Distance Queries
| Time Limit: 2000MS | Memory Limit: 30000K | |
| Total Submissions: 10142 | Accepted: 3575 | |
| Case Time Limit: 1000MS | ||
Description
Farmer John‘s cows refused to run in his marathon since he chose a path much too long for their leisurely lifestyle. He therefore wants to find a path of a more reasonable length. The input to this problem consists of the same
input as in "Navigation Nightmare",followed by a line containing a single integer K, followed by K "distance queries". Each distance query is a line of input containing two integers, giving the numbers of two farms between which FJ is interested in computing
distance (measured in the length of the roads along the path between the two farms). Please answer FJ‘s distance queries as quickly as possible!
Input
* Lines 1..1+M: Same format as "Navigation Nightmare"

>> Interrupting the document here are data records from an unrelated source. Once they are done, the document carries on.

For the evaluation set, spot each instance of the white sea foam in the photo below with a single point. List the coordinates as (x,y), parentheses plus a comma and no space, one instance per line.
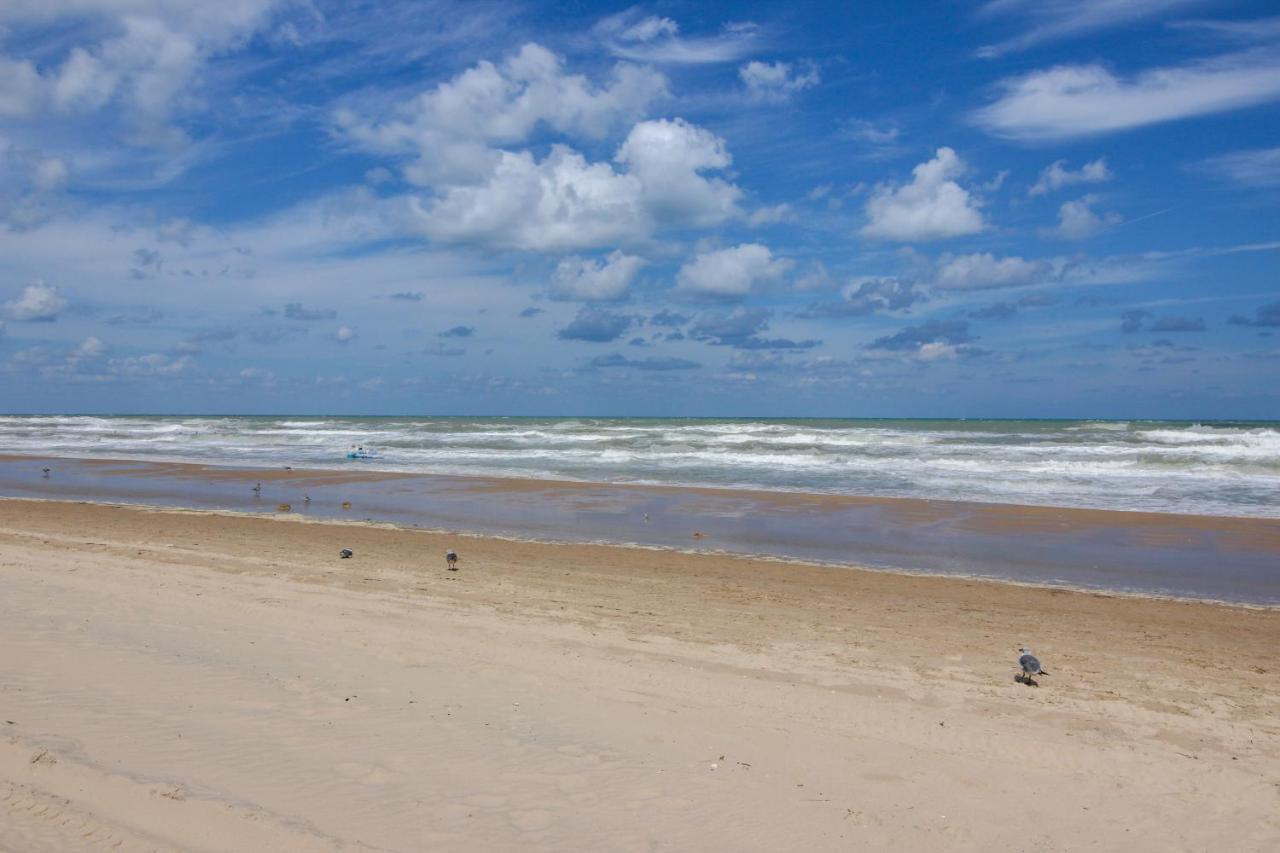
(1230,469)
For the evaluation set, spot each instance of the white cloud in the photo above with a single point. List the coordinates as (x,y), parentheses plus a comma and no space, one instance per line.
(257,374)
(865,131)
(931,206)
(50,174)
(39,302)
(146,63)
(771,215)
(1251,168)
(1057,19)
(1083,100)
(771,81)
(558,204)
(731,273)
(452,126)
(1077,220)
(983,270)
(668,158)
(155,364)
(649,39)
(647,30)
(1057,176)
(598,281)
(90,347)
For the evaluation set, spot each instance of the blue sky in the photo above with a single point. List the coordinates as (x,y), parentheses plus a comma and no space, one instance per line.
(1010,208)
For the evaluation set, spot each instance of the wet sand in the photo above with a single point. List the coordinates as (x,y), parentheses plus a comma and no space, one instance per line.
(192,680)
(1208,557)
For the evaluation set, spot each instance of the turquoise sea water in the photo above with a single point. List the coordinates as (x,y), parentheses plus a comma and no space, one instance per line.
(1206,468)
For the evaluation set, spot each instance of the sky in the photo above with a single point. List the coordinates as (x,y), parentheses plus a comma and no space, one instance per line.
(979,209)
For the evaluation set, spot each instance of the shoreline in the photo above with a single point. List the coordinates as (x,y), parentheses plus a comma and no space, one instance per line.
(289,518)
(233,471)
(1226,559)
(549,696)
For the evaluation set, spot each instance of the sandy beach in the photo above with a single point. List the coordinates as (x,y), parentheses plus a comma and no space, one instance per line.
(211,682)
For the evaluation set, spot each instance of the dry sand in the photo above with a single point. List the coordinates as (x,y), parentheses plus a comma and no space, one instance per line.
(199,682)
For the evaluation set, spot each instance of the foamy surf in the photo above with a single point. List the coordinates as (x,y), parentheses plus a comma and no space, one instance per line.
(1214,469)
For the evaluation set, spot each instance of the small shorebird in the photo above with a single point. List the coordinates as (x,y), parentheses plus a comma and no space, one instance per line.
(1029,666)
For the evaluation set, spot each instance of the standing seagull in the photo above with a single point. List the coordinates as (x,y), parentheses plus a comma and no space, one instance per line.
(1029,665)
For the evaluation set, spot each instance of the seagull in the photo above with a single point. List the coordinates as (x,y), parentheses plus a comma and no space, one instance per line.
(1029,665)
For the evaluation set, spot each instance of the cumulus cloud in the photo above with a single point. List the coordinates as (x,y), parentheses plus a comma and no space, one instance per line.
(668,158)
(928,208)
(298,311)
(1072,101)
(39,302)
(1057,176)
(871,293)
(1077,220)
(1266,315)
(595,281)
(776,81)
(563,203)
(155,364)
(147,62)
(741,329)
(452,127)
(595,325)
(950,332)
(730,273)
(983,270)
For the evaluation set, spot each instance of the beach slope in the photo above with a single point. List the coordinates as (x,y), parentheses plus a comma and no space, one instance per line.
(227,683)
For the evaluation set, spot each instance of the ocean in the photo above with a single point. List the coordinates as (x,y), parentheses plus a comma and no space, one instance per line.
(1164,466)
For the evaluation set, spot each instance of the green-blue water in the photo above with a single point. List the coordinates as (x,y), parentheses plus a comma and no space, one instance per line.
(1211,468)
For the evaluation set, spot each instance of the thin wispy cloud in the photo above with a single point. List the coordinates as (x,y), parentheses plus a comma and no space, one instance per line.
(1251,168)
(1047,21)
(652,39)
(1070,101)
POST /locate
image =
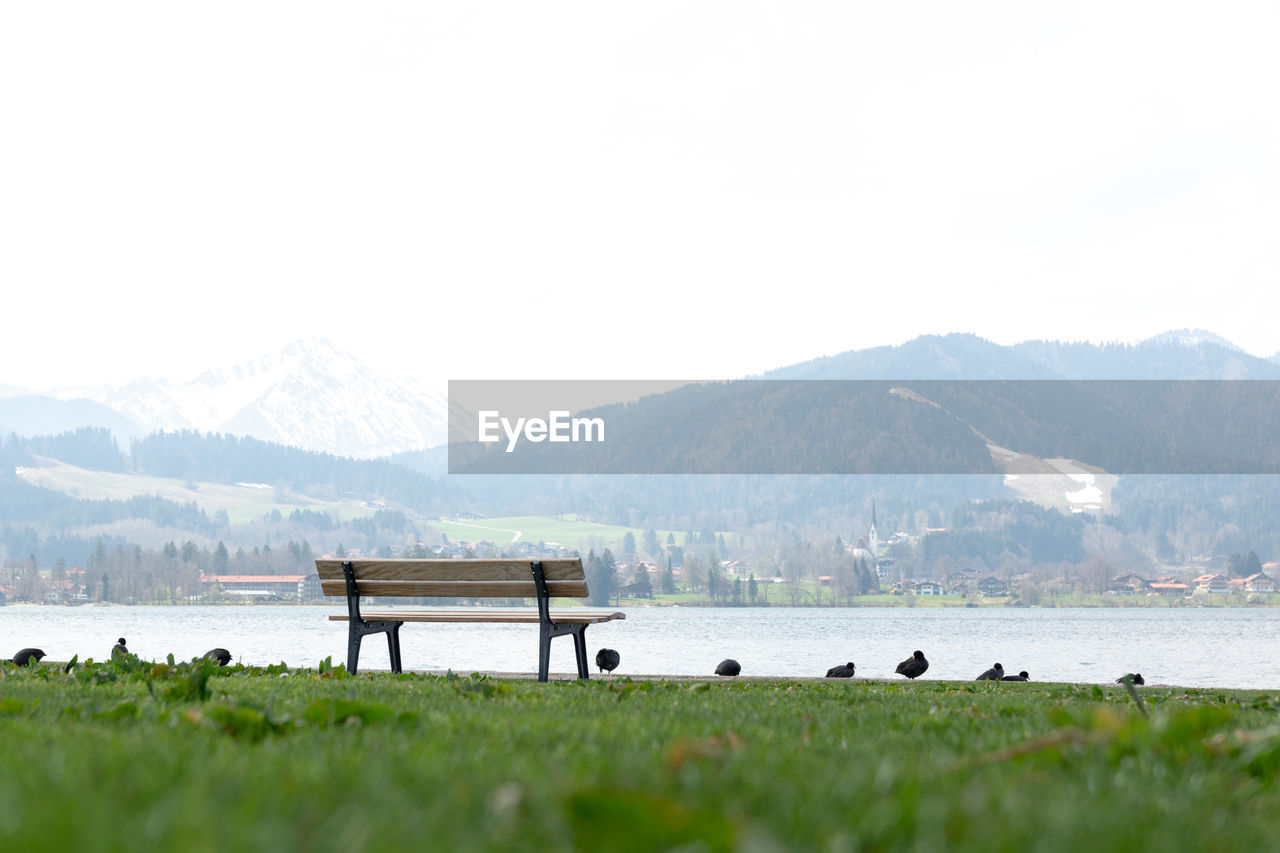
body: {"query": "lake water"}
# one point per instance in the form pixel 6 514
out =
pixel 1193 647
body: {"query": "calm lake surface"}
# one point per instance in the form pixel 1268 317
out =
pixel 1202 647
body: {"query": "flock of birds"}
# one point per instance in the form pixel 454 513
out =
pixel 119 651
pixel 608 660
pixel 912 667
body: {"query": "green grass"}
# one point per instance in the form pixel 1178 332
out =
pixel 114 757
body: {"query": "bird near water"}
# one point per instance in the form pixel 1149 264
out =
pixel 993 674
pixel 914 666
pixel 23 657
pixel 607 660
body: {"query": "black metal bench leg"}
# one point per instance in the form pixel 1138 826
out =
pixel 353 638
pixel 393 647
pixel 580 651
pixel 544 655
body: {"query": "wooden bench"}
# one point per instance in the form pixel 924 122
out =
pixel 540 579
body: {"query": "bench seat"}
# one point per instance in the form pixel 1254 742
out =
pixel 466 579
pixel 483 615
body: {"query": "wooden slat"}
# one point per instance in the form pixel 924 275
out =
pixel 568 569
pixel 458 588
pixel 483 615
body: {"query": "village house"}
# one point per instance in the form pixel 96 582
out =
pixel 1127 584
pixel 1214 583
pixel 1260 583
pixel 992 585
pixel 261 587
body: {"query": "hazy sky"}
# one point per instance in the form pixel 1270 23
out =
pixel 590 190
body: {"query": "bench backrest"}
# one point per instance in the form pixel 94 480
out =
pixel 455 578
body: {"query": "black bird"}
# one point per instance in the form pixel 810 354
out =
pixel 23 657
pixel 607 660
pixel 993 674
pixel 914 666
pixel 728 666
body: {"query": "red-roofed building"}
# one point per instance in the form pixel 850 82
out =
pixel 1260 583
pixel 256 585
pixel 1212 583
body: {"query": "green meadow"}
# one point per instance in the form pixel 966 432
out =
pixel 127 756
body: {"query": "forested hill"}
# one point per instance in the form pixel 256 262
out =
pixel 914 427
pixel 1174 355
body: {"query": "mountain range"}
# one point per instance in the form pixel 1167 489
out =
pixel 314 396
pixel 310 395
pixel 1184 354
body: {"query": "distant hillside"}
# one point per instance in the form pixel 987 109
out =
pixel 1173 355
pixel 39 415
pixel 952 356
pixel 310 395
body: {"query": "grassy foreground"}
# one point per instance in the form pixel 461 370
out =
pixel 136 756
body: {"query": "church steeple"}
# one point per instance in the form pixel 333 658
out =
pixel 872 538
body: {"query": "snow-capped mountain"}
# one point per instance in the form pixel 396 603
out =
pixel 309 395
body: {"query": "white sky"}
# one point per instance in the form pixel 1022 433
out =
pixel 592 190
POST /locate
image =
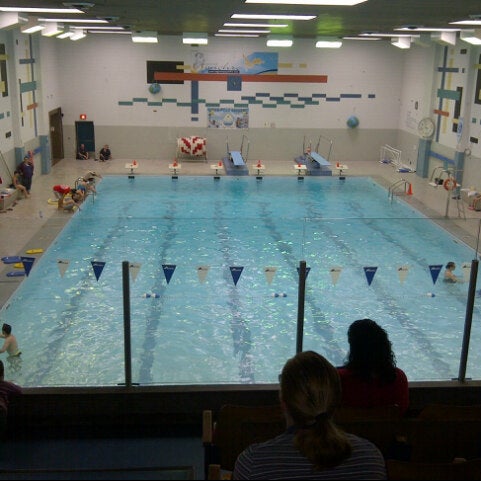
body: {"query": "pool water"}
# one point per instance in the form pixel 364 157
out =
pixel 214 283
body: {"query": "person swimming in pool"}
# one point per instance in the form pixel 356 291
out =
pixel 10 344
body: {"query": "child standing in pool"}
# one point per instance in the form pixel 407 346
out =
pixel 10 344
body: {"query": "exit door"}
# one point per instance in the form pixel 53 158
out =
pixel 85 134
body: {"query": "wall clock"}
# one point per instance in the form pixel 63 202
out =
pixel 426 128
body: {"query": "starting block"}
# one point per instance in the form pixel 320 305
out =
pixel 132 166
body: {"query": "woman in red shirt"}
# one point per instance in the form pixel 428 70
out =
pixel 370 377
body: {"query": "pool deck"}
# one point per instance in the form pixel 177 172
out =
pixel 33 223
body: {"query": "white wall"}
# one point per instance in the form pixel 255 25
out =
pixel 395 88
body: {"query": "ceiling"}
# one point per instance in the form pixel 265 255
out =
pixel 172 17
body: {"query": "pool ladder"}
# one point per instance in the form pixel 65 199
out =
pixel 400 187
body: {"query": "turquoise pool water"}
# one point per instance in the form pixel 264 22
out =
pixel 203 308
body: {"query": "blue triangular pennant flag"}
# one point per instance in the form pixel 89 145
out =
pixel 98 267
pixel 307 271
pixel 168 271
pixel 435 270
pixel 236 273
pixel 370 273
pixel 27 264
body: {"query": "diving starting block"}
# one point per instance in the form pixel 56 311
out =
pixel 174 167
pixel 132 166
pixel 315 157
pixel 236 158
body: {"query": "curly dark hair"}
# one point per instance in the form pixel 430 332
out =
pixel 370 352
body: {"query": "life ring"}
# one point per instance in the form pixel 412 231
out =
pixel 450 184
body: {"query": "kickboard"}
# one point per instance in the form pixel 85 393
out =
pixel 16 274
pixel 11 259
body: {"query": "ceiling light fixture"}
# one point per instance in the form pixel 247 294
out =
pixel 145 37
pixel 425 29
pixel 112 32
pixel 361 38
pixel 401 42
pixel 377 34
pixel 423 40
pixel 191 38
pixel 225 30
pixel 472 22
pixel 251 35
pixel 73 20
pixel 78 34
pixel 11 20
pixel 444 38
pixel 51 29
pixel 66 34
pixel 471 36
pixel 279 41
pixel 40 10
pixel 32 26
pixel 340 3
pixel 328 42
pixel 251 16
pixel 256 25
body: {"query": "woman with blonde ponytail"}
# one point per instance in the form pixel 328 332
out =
pixel 312 447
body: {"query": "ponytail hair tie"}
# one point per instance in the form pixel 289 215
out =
pixel 321 417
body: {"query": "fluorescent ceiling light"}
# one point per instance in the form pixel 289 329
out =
pixel 97 27
pixel 11 20
pixel 466 22
pixel 66 34
pixel 361 38
pixel 73 20
pixel 32 26
pixel 256 25
pixel 401 42
pixel 279 41
pixel 444 38
pixel 52 29
pixel 425 29
pixel 273 17
pixel 423 40
pixel 328 42
pixel 78 34
pixel 242 31
pixel 191 38
pixel 144 37
pixel 471 36
pixel 347 3
pixel 40 10
pixel 112 32
pixel 251 35
pixel 400 35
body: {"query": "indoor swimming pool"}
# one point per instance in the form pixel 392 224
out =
pixel 214 282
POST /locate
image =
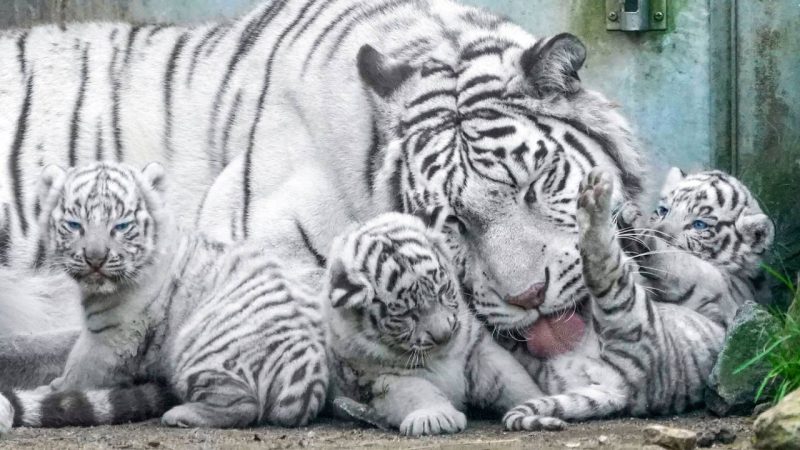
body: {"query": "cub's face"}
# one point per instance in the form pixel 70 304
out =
pixel 713 216
pixel 99 223
pixel 393 284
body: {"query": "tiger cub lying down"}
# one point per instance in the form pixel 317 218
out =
pixel 217 324
pixel 403 339
pixel 652 340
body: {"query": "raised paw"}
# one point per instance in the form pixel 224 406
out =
pixel 520 420
pixel 432 421
pixel 595 192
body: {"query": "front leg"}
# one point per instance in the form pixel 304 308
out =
pixel 588 402
pixel 92 363
pixel 499 382
pixel 415 406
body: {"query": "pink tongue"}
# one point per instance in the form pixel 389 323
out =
pixel 551 336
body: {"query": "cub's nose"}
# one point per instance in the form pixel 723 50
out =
pixel 95 257
pixel 532 298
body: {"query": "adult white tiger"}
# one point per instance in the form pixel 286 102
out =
pixel 340 110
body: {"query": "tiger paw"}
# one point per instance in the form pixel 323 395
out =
pixel 518 420
pixel 594 195
pixel 433 421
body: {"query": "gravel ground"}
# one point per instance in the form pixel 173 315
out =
pixel 619 434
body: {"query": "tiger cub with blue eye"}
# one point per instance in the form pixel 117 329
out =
pixel 403 340
pixel 658 318
pixel 220 329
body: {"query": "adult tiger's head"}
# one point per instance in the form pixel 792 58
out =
pixel 502 133
pixel 394 291
pixel 101 222
pixel 714 216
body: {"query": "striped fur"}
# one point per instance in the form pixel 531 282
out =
pixel 305 116
pixel 653 340
pixel 236 339
pixel 403 340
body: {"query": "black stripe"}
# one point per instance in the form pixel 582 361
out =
pixel 71 408
pixel 226 131
pixel 246 188
pixel 17 405
pixel 249 37
pixel 76 113
pixel 105 328
pixel 321 262
pixel 15 156
pixel 198 49
pixel 21 52
pixel 5 235
pixel 169 79
pixel 373 155
pixel 98 141
pixel 116 87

* Line 2+M: A single integer, K. 1 <= K <= 10,000
* Lines 3+M..2+M+K: Each line corresponds to a distance query and contains the indices of two farms.
Output
* Lines 1..K: For each distance query, output on a single line an integer giving the appropriate distance.
Sample Input
7 6 1 6 13 E 6 3 9 E 3 5 7 S 4 1 3 N 2 4 20 W 4 7 2 S 3 1 6 1 4 2 6
Sample Output
13 3 36
Hint
Farms 2 and 6 are 20+3+13=36 apart.
Source
求树上两个点最近距离
ac代码
#include<stdio.h>
#include<stdlib.h>
#include<string.h>
struct s
{
int u,v,w,next;
}edge[100100];
struct que
{
int u,v,num,next;
}q[100010];
int head1[100100],head2[100010],cnt1,cnt2,dis[100100],pre[100100],n,m,qq,vis[100100],ans[100100 ];
int find(int x)
{
if(x==pre[x])
return x;
return find(pre[x]);
}
void init()
{
memset(head1,-1,sizeof(head1));
memset(head2,-1,sizeof(head2));
memset(dis,0,sizeof(dis));
memset(vis,0,sizeof(vis));
cnt1=cnt2=0;
}
void add1(int u,int v,int w)
{
edge[cnt1].u=u;
edge[cnt1].v=v;
edge[cnt1].w=w;
edge[cnt1].next=head1[u];
head1[u]=cnt1++;
}
void add2(int u,int v,int i)
{
q[cnt2].u=u;
q[cnt2].v=v;
q[cnt2].num=i;
q[cnt2].next=head2[u];
head2[u]=cnt2++;
}
void tarjan(int u,int len)
{
int i,v;
pre[u]=u;
dis[u]=len;
vis[u]=1;
for(i=head2[u];i!=-1;i=q[i].next)
{
if(vis[q[i].v])
ans[q[i].num]=dis[u]+dis[q[i].v]-2*dis[find(q[i].v)];
}
for(i=head1[u];i!=-1;i=edge[i].next)
{
v=edge[i].v;
if(!vis[v])
{
tarjan(v,len+edge[i].w);
pre[v]=u;
}
}
}
int main()
{
while(scanf("%d%d",&n,&m)!=EOF)
{
init();
while(m--)
{
int a,b,c;
char str[2];
scanf("%d%d%d%s",&a,&b,&c,str);
add1(a,b,c);
add1(b,a,c);
}
scanf("%d",&qq);
int i;
for(i=1;i<=qq;i++)
{
int a,b;
scanf("%d%d",&a,&b);
add2(a,b,i);
add2(b,a,i);
}
tarjan(1,0);
// int i;
for(i=1;i<=qq;i++)
{
printf("%d\n",ans[i]);
}
}
}